In the past, the primary focus of AI utilization in the field of ophthalmology was the recognition of abnormal findings and diagnosis of diseases44. AI has been increasingly applied in other fields of medicine such as personalized medicine, including treatment selection and dose determination45,46. This trend is expected to be followed in ophthalmology. We anticipate that our study will contribute to the development of AI-based personalized medicine in ophthalmology.

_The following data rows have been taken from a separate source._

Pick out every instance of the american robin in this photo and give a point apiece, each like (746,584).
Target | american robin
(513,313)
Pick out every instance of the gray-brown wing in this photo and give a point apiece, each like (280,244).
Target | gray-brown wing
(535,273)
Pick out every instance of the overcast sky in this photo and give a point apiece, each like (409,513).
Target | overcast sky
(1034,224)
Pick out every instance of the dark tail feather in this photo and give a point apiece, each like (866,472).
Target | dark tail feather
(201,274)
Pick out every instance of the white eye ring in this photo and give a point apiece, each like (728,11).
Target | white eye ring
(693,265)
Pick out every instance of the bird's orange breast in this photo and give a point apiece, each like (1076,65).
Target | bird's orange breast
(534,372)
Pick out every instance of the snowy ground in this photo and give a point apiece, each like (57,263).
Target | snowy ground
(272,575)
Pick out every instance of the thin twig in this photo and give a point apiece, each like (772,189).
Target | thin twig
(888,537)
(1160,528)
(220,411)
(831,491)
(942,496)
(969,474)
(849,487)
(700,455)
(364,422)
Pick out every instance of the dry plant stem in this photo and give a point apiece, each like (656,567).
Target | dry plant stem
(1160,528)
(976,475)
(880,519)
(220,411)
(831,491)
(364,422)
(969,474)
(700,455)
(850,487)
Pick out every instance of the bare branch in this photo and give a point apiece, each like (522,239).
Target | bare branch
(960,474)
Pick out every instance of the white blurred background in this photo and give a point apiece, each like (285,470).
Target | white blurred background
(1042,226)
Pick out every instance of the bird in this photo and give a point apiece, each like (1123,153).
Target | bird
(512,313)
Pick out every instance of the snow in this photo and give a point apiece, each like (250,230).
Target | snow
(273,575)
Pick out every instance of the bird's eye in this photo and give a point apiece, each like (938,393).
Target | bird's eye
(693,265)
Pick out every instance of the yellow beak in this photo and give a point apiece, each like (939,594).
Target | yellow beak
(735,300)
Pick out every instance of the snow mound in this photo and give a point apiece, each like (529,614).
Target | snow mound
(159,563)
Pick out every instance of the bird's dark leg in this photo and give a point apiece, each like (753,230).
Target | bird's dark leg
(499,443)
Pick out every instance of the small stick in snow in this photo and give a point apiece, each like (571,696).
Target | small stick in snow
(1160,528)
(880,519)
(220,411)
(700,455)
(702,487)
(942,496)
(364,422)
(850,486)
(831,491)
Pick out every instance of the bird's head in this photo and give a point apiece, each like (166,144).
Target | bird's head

The strength of the present study is that we first attempted to predict the difference in post-treatment OCT images according to the type of anti-VEGF. Additionally, the ability of the AI algorithm to predict the changes in each fluid compartment was analyzed. However, this study has several limitations. First, it was a retrospective study performed at a single center. Second, only the short-term outcomes were evaluated. Third, because only horizontal and vertical OCT scan images were used for analysis, the outcome might differ when using raster scan images. Fourth, in the present study, 842 patients were included in the training set. Although this number is relatively larger than that reported in previous neovascular AMD studies19,20,21, it is still far smaller than the population included in studies in other fields of medicine44. As neovascular AMD is not a prevalent disorder, further multicenter studies are required to include a larger study population in order to improve the accuracy of the AI model. Fifth, there was no special process to reduce the noise in the OCT images. Sixth, we used AttentionGAN in our study; GAN models are often limited in their ability to handle complex translation tasks. In addition, there are other available options, such as CycleGAN and spatial GAN. Further studies will be necessary to find the optimal AI model for predicting anatomical treatment outcomes specific to each anti-VEGF agent. Finally, all the patients were Korean.

In conclusion, the GAN-based AI model demonstrated comparable or even superior performance to that of the human examiners in predicting anatomical treatment outcomes specific to each anti-VEGF agent. Although the overall accuracy is currently limited, improvement is possible through learning with more data, image enhancements such as noise control, and the implementation of AI models other than AttentionGAN.